If you install Lycoris from its repo separately then you can use 'lycoris.kohya' with dora/decompose and the results will be even better. However, the conversion script doesn’t fully support Dora weights yet. The converted Dora will still work in Comfy though and produce better likeness than a normal lora. I am hoping Musubi gets updated to support proper conversion of Dora weights, or Comfy builds support. I doubt Comfy will be updated though, there were some pretty salty comments in the github discussions on this topic 😆.
Use a sample prompts file and have it write out prompts and save every X epochs, then review the samples and select the version that captures the subjects likeness to an acceptable level with the lowest number of steps.
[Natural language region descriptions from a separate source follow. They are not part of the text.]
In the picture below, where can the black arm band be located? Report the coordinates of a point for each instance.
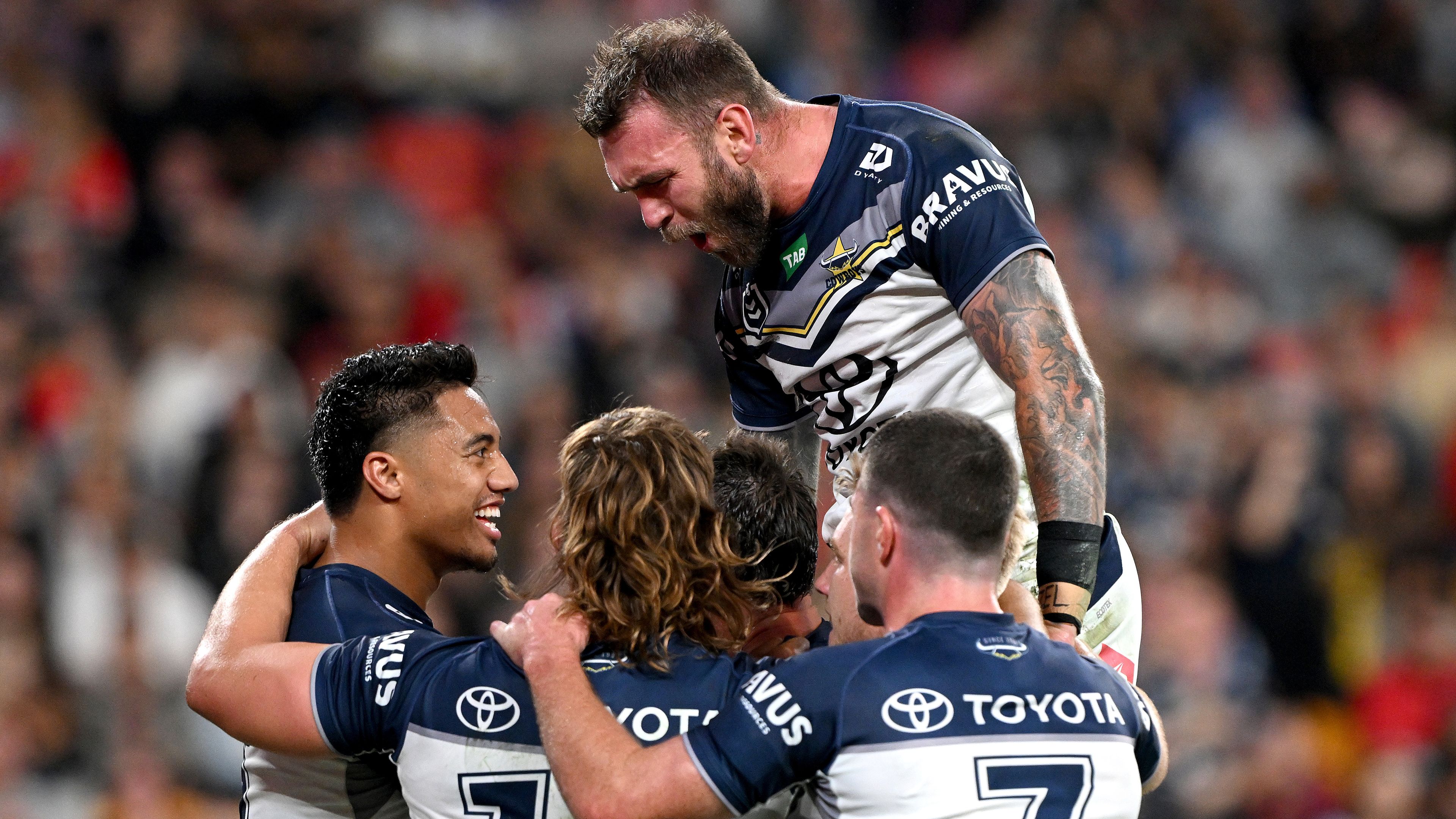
(1066, 553)
(1066, 618)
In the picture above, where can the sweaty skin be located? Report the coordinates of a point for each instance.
(1021, 320)
(1023, 324)
(426, 509)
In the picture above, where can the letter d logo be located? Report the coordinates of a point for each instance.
(879, 158)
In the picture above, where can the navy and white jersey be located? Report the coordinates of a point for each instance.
(458, 718)
(329, 605)
(957, 715)
(854, 314)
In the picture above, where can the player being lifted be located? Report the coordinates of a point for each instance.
(882, 257)
(643, 552)
(959, 712)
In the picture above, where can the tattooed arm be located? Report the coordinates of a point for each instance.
(1024, 325)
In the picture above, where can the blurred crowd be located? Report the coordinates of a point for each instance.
(207, 204)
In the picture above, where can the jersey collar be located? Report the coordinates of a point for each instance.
(983, 620)
(381, 589)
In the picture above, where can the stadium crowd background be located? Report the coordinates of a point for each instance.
(207, 204)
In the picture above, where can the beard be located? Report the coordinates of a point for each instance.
(736, 213)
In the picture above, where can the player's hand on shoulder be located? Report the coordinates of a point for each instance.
(542, 633)
(308, 533)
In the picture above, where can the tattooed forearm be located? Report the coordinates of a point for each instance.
(1024, 325)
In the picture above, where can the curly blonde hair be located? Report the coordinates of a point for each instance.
(641, 550)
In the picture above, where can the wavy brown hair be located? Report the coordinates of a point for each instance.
(641, 550)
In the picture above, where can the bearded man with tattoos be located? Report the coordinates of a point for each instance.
(882, 257)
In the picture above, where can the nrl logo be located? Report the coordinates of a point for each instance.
(1002, 648)
(841, 264)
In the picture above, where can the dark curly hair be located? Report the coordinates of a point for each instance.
(366, 404)
(688, 64)
(759, 489)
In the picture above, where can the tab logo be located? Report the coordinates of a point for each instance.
(879, 158)
(916, 710)
(794, 257)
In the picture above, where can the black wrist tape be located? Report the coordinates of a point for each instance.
(1066, 553)
(1065, 618)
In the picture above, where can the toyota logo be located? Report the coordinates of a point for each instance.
(487, 710)
(916, 710)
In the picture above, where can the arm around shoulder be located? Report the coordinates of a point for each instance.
(245, 678)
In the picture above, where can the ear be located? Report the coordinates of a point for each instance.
(737, 133)
(382, 476)
(889, 534)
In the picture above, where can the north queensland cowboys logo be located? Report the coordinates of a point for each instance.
(1004, 648)
(916, 710)
(487, 710)
(755, 310)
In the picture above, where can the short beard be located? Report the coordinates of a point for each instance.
(736, 213)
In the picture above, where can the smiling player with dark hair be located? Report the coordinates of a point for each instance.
(407, 455)
(883, 257)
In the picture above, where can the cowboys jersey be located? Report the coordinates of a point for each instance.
(957, 715)
(854, 314)
(333, 604)
(458, 719)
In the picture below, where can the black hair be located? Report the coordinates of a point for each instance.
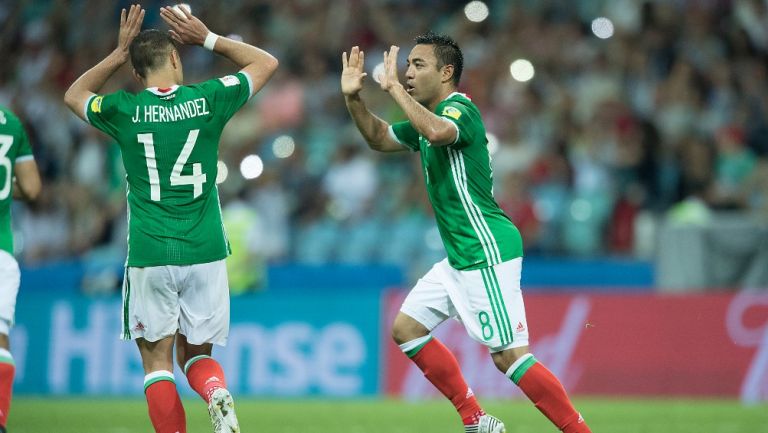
(150, 50)
(447, 52)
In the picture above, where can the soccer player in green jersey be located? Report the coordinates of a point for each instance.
(479, 282)
(19, 179)
(175, 287)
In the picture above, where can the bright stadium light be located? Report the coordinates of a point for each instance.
(283, 146)
(602, 27)
(581, 210)
(223, 172)
(251, 167)
(493, 143)
(522, 70)
(476, 11)
(378, 71)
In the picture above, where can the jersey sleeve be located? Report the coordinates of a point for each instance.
(228, 94)
(459, 115)
(405, 134)
(100, 110)
(24, 152)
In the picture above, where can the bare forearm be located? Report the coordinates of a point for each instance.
(93, 80)
(240, 53)
(372, 128)
(434, 128)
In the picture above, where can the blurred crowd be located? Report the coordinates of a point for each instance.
(666, 118)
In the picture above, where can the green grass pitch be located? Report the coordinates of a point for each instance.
(48, 415)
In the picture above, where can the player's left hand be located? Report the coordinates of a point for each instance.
(388, 78)
(130, 26)
(185, 27)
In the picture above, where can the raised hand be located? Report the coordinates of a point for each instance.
(185, 27)
(352, 74)
(389, 78)
(130, 26)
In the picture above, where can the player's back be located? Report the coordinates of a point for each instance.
(169, 140)
(14, 146)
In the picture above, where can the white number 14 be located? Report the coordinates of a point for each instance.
(196, 179)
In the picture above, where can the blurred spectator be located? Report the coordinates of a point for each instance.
(669, 113)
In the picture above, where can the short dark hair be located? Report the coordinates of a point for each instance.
(447, 52)
(149, 50)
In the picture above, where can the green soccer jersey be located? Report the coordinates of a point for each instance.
(475, 231)
(169, 140)
(14, 147)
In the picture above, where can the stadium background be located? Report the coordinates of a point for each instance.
(630, 145)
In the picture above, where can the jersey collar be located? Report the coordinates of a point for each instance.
(163, 92)
(454, 94)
Overtraining isn’t super obvious with these models like with some image models. As steps increase, flexibility will decrease, you won’t see it so much in the samples but you’ll feel it when prompting later so go with the least amount of training you can do while still capturing your subject.
If you have less than 24gb of VRAM, then adjust the blocks to swap setting upward. I think it has to be an even number, at least 4, maybe only in multiples of 2? I couldn't find any solid documentation on this but there are some numbers that generated an error during training for me. If you run into an error just adjust up/down by two, make sure it's even, and try again.
I've attached sample files including the commands I use for training. Just install https://github.com/kohya-ss/musubi-tuner following the instructions on the GitHub page (I highly recommend a python venv or conda environment), optionally install Lycoris if you want to use dora, prep your dataset, and then customize the example files attached and run.
Good luck and god speed.